It is the first of a new month and as I started it this morning by saying ‘rabbit, rabbit, rabbit‘ I will receive good luck for this whole month, yayyyy! Apparently any combination of rabbits, white rabbits or bunnies will do, as long as it is said like a mantra. Oh well, let the good luck flow in!
Summer is long over, or at least it feels that way; temperatures are dropping below zero at night though as it is rain pouring down instead of the magic white stuff called snow, this must still be autumn! The fantastic sunset header graphic that accompanied a fantastic summer in Norway will be nothing more than a fading memory soon…
I am blessed with lovely nature around me, the Lysdammen lake is less than 5 minutes away and is besides a nice starter for a hike, also a great place to take pictures. One that I took last year (promoted to header graphic) was nice, though I like this years picture a lot better!! (he he, I am such a sucker for ‘mirroring lakes’ )
This one must come as no surprise for us men…is it the ultimate key to a balanced relationship, really?!
Shirley Trusty Corey: “The arts must be considered an essential element of education… They are tools for living life reflectively, joyfully and with the ability to shape the future.”
Matthew Arnold: “The freethinking of one age is the common sense of the next.”
I have been living in Norway for a little over seven years now and yes, I can confirm; all of the below is true! Oh, and the list could have been a lot longer actually; I miss the ‘weird’ habit of BYO to (Birthday) parties, youngsters on their way to a party on a Friday evening dragging a bag with bottles (and then corking and taking back some of their leftover wine when they go back home?!?), or the friend who, without saying a thing, leaves the table in the bar where you are having a drinks with friends. Instead of going to the toilet as you might think, he went to get himself one beer and comes back to the table to enjoy it…all by himself huh?!
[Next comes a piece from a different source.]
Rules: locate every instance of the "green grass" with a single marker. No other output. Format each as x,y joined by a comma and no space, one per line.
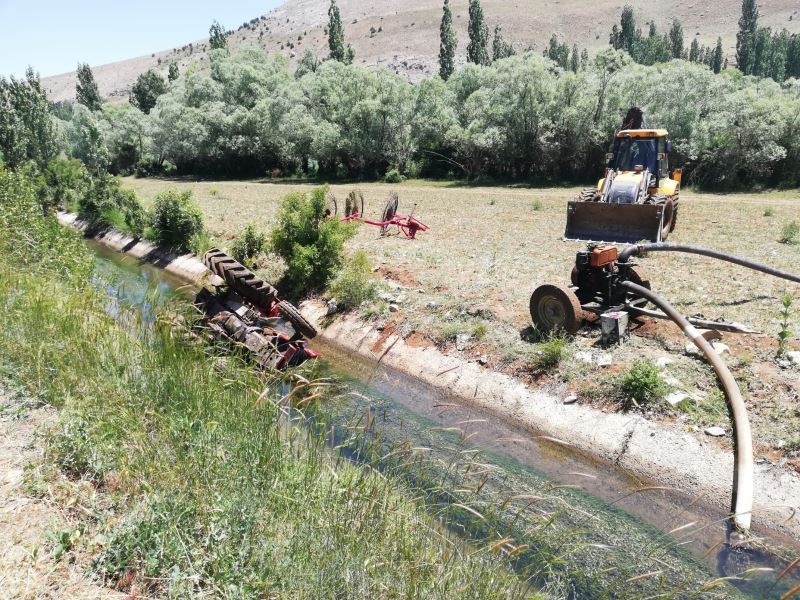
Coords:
211,492
206,487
Another one: the chaos on the roads when the first snow of the season arrives and the look on *everyone’s* face; completely taken by surprise, many still on summer tires, and most apparently forgot how to drive a car in snowy conditions…while snow in Norway *is* a yearly returning fact, kind of…
Disclaimer: “Weird” does not mean “negative”, some of these strange things are very positive and should be exported to the rest of the world
1. You are telling a great story to your Norwegian friend/colleague. He or she will start making strange sounds: aspirations with the mouth as if they have the beginning of asthma. No panick, this just illustrate how interested they are in your story, and it means “yes, I agree, carry on with your story”. Nothing to be disturbed about.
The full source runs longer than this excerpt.